- Evansdale Location in New Zealand
- Coordinates: 45°43′08″S 170°34′09″E﻿ / ﻿45.7189°S 170.569031°E
- Country: New Zealand
- Region: Otago
- Territorial authority: Dunedin City Council
- Local iwi: Ngāi Tahu

= Evansdale, New Zealand =

Evansdale is a locality on State Highway 1, 25 km north of Dunedin, at the north west of Blueskin Bay. It also has lent its name to a cheese producer, and a census-gathering district, which has a population of 1,482 in the 2013 New Zealand census, an increase of 198 people since the 2006 census.

==History==
Evansdale began as a collection of houses and a hotel (the Blueskin Hotel), around the bridge over Careys Creek. This bridge formed a strategic point on what was called the Main North Road, and a toll gate was built here. William Evans, a Welshman, and another settler David Carey competed for the right to name the locality as Evansdale or "Carey Junction"; eventually Carey's name was applied to the creek.

When the Main South Line railway was built from Dunedin a terminal station here, Whaitiripaku, provided a transit point to horse-drawn transport northward.

Evansdale's period as a railhead encouraged rapid development and in a short time there was a post and telegraph office and a school. Later the railway was linked around the coast to Christchurch and the station, now a through station known as Evansdale became less important. The community began a long, slow economic decline: the school (closed in 1928) and the post office both relocated to Warrington. The hotel remained and eventually became an important fuel stop, the Glenhouse Service Station, as road transport developed.

In the early 1970s, the Main North Road, now known as State Highway 1 was widened and straightened through the village with devastating effect, taking out about half a dozen houses. A large depot for the New Zealand Ministry of Works was built for the major road improvements over the nearby Kilmog.

The village declined economically from the 1980s to the 2000s as Rogernomics and changes in the fuel industry led to the closure of the Works depot, railway halt and service station.
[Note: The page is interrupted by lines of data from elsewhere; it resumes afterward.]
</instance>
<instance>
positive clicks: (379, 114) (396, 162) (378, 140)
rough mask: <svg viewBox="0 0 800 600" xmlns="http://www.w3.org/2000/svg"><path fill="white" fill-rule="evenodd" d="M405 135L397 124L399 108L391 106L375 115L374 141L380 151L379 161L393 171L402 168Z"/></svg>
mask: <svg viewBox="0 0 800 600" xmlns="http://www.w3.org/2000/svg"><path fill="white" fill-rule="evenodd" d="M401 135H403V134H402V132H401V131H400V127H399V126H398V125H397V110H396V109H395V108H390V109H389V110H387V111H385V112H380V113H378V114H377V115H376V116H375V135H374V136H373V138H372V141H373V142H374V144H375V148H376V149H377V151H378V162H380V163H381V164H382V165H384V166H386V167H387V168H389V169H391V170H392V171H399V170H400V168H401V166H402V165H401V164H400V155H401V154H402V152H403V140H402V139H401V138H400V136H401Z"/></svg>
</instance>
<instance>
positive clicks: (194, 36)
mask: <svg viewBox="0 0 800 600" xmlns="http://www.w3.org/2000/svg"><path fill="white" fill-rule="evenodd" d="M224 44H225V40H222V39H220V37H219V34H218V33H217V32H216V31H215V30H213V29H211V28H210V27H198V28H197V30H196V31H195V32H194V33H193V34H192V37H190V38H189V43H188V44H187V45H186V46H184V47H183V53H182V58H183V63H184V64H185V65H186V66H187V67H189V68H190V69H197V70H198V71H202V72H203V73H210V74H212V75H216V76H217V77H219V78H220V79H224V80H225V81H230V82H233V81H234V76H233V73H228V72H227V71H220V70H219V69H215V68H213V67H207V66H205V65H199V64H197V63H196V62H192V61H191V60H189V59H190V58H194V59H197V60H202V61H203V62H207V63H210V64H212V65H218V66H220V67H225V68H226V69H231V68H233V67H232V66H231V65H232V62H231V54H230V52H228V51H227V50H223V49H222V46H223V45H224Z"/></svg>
The depot became an owner-operated sawmill and landscaping business while the service station is gradually being developed for retailing and hospitality. A new development over this period was the Evansdale Cheese factory producing handcrafted "farmhouse" cheeses. The cheese factory's success has ironically contributed to Evansdale's decline: it relocated to Hawksbury, 15 km to the north.

==Confusion over the place name==

- In 2005 publication of the results of a Dunedin City Council survey on water reticulation led to protests and accusations of gerrymandering as a vast number of survey respondents were listed as living in "Evansdale". This relates to the use of the name for a large census-gathering district by Statistics New Zealand, the City Council was simply using the name and boundaries used in other census gathering.
- When Evansdale Cheese relocated to Hawksbury its prominent signage there led to that location becoming mistakenly known as "Evansdale".

==Evansdale now==
In the 2000s, Evansdale has experienced a housing micro-boom, with a growth in housing stock of about 10% over a couple of years. The area has easy commuter access to Dunedin and several vacant residential building sites with electricity and water connections.